The society said all of the species being considered for listing as endangered are already subject to the Convention on International Trade in Endangered Species (CITES), and that sturgeon fisheries in almost all countries in the species’ range are currently shut down. Because of this, aquaculture is currently the only legal source of sturgeon meat and products, and the commercial utilization of sturgeon via aquaculture is “subject to detailed control of the respective states and of international conventions.”
The WSCS said the U.S. could be more-effective in protecting sturgeon species by adopting CITES regulations and labeling on caviar products. It said illegally-caught sturgeon is typically sold locally, so a U.S. ban on sturgeon imports would have no practical impact in curbing poaching.

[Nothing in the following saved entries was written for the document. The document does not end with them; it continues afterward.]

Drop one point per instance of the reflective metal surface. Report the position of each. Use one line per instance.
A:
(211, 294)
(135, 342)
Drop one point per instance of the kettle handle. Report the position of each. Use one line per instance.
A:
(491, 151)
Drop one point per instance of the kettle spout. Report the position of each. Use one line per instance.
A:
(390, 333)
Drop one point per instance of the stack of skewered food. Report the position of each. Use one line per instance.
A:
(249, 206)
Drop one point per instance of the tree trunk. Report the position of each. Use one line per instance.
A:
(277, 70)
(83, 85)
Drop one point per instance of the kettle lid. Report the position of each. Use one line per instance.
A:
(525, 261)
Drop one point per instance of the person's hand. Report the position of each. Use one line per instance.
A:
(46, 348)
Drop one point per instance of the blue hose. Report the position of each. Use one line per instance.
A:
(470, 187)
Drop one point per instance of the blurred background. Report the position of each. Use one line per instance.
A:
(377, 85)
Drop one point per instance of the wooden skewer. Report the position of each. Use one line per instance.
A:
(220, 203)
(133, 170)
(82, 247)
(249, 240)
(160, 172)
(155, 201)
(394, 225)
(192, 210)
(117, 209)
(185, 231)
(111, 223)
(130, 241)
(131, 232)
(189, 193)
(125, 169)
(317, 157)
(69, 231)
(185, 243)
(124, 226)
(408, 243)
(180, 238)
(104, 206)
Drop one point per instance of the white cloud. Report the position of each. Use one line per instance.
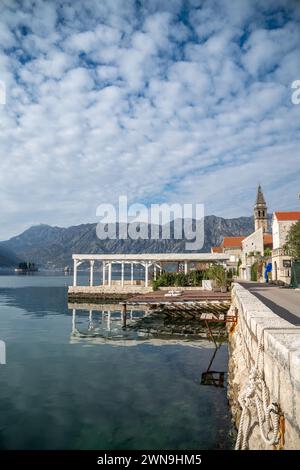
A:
(176, 101)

“When limiting market access for farmed caviar, the demand might search for alternative supply, thereby fueling illegal harvest and smuggling,” the WSCS said.
For companies like Caviar & Caviar, the move would be catastrophic, Jalileyan said he hopes the U.S. Fish and Wildlife Service chooses to rethink its initial proposal.
“Understanding the full integration of sustainability, ethical trade, and captive breeding systems that maintain almost a net-zero effect on their respective settings, this should be considered as a model for the future of many fish farmers worldwide,” he said. “We do consider the USFWS to be logical and reasonable actors and hope they will, after full review, understand the present day facts and proceed in the best interest of our industry and the continued welfare and propagation of sturgeon species.”